According to the Associated Press, operations at a USPS sorting facility in Memphis, Tennessee, where three workers were slain in a shooting less than 24 hours ago, resumed on Wednesday.
Two of the victims were fatally shot by the third, who subsequently died of a self-inflicted gunshot Tuesday afternoon, according to authorities.
The individuals killed have yet to be identified by the FBI or the US Postal Service, but families and coworkers say they were a supervisor, a manager, and a letter carrier assigned to work at the facility on a temporary basis. Workers returned to the annex on Wednesday, and vans were seen exiting the parking area to conduct mail delivery, according to the Associated Press.
Floyd Norman, who lives across the street from the USPS annex, said the reopening of the sorting facility startled him.
Norman stated, “The mail has to go out.”
See the list below for more Associated Press reporting.
A carrier, a supervisor, and a manager were killed, according to Laquita Benjamin, president of the local division of the National Association of Postal Supervisors.
“You can’t just blame it on the postal service,” Benjamin explained, “since there are school shootings, retail shootings, and shootings all over.”
James Wilson, a manager at the East Lamar Carrier Annex in Orange Mound, a historic Memphis neighborhood, was one of the dead, according to a family relative.
Wilson, Roxanne Rogers’ cousin, was described as “a humble soul” and “one of the best supervising supervisors you could ever want for.”

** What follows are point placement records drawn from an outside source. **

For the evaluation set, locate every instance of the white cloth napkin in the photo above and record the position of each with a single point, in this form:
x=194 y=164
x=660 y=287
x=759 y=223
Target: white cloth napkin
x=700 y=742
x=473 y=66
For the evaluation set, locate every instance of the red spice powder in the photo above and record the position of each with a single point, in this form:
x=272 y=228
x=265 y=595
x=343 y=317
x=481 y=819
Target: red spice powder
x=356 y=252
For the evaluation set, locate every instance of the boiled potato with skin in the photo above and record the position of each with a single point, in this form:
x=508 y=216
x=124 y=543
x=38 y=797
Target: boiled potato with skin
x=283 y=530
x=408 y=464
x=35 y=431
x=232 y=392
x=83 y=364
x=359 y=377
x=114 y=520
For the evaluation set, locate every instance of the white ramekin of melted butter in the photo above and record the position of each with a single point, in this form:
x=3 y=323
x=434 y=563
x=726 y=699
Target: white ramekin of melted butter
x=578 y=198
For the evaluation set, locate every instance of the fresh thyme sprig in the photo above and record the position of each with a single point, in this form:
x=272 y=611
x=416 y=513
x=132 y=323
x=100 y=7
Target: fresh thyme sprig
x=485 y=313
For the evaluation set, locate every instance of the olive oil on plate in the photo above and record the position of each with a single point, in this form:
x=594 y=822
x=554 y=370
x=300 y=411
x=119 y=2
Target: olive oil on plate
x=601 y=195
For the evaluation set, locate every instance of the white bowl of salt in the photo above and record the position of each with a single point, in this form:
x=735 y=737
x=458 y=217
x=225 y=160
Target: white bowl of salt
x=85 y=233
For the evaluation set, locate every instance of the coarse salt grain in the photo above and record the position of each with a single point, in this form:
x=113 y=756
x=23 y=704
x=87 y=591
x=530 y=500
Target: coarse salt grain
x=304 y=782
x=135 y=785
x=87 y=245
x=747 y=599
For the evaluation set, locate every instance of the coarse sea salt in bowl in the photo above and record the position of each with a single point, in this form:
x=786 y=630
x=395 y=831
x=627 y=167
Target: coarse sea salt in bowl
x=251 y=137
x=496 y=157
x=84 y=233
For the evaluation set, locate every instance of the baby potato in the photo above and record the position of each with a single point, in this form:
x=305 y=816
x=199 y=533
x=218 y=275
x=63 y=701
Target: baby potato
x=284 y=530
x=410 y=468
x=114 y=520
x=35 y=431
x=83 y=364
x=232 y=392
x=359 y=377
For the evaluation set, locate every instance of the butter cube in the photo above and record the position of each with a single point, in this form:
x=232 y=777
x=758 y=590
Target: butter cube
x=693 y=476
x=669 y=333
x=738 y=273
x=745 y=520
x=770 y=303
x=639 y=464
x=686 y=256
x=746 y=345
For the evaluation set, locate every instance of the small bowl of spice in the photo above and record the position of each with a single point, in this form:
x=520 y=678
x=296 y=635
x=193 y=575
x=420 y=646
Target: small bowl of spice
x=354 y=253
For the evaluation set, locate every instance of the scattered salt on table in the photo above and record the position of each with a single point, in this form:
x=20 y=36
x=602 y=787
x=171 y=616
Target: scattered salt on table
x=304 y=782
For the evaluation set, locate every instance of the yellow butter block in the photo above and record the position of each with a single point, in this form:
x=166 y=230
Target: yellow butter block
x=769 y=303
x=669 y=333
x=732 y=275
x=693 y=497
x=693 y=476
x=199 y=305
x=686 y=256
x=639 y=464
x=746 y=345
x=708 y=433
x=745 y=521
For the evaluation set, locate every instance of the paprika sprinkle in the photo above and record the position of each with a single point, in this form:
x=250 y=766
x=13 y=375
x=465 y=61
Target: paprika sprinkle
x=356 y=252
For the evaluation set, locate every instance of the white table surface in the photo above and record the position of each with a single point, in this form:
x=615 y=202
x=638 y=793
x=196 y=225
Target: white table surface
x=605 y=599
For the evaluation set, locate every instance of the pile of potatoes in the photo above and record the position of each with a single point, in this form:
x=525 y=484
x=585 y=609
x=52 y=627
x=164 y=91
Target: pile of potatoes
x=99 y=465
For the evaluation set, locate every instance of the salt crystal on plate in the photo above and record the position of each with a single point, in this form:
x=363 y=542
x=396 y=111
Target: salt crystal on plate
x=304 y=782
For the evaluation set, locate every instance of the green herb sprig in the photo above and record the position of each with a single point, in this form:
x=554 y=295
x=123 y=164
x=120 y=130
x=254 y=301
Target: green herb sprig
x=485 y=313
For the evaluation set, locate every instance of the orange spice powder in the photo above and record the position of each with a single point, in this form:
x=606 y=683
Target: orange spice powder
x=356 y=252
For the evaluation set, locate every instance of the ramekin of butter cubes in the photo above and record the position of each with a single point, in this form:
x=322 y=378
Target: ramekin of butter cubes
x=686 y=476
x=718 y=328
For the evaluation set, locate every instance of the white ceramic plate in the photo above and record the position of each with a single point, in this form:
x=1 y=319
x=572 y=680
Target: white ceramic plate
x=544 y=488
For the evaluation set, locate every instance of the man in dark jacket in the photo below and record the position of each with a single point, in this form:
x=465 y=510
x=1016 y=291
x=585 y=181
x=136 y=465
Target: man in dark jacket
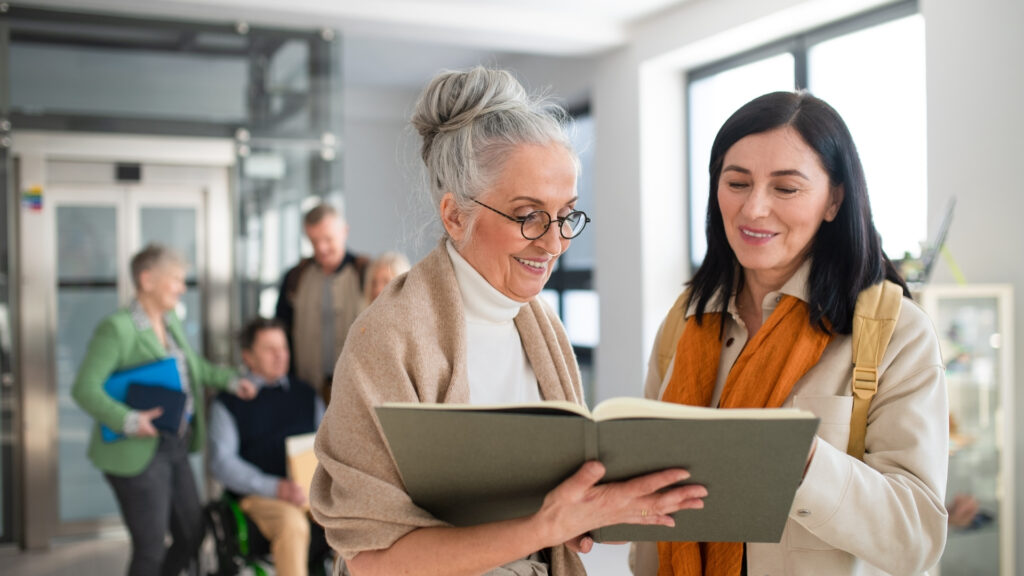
x=248 y=454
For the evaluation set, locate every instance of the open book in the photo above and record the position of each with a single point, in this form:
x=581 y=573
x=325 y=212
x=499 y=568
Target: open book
x=471 y=464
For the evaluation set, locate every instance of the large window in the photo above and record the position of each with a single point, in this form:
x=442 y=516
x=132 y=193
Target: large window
x=871 y=70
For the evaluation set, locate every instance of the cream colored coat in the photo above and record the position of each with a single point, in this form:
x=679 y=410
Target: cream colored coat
x=883 y=516
x=410 y=345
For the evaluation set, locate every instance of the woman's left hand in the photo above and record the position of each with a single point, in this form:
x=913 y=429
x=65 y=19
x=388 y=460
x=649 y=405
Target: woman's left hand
x=245 y=389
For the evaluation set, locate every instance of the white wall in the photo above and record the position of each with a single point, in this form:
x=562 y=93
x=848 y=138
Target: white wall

Wilson had just returned to the annex after filling in at a separate site, according to Rogers, who is also a postal worker.
The annex is only used by employees, according to Melvin Richardson, president of the American Postal Workers Union Local 96. Carriers leave annexes in the morning, and personnel remain throughout the day to complete activities such as mail sorting.
After the shooting on Tuesday, the street in front of the flat-roofed structure was closed for many hours, but traffic was flowing smoothly on Wednesday.
Norman, who lives across the street, was working on his truck when he heard a disturbance and saw people fleeing the building. He claimed not to have heard any gunshots.
“I heard people yelling and hollering, and then I saw the cops approaching.” This is a condensed version of the information.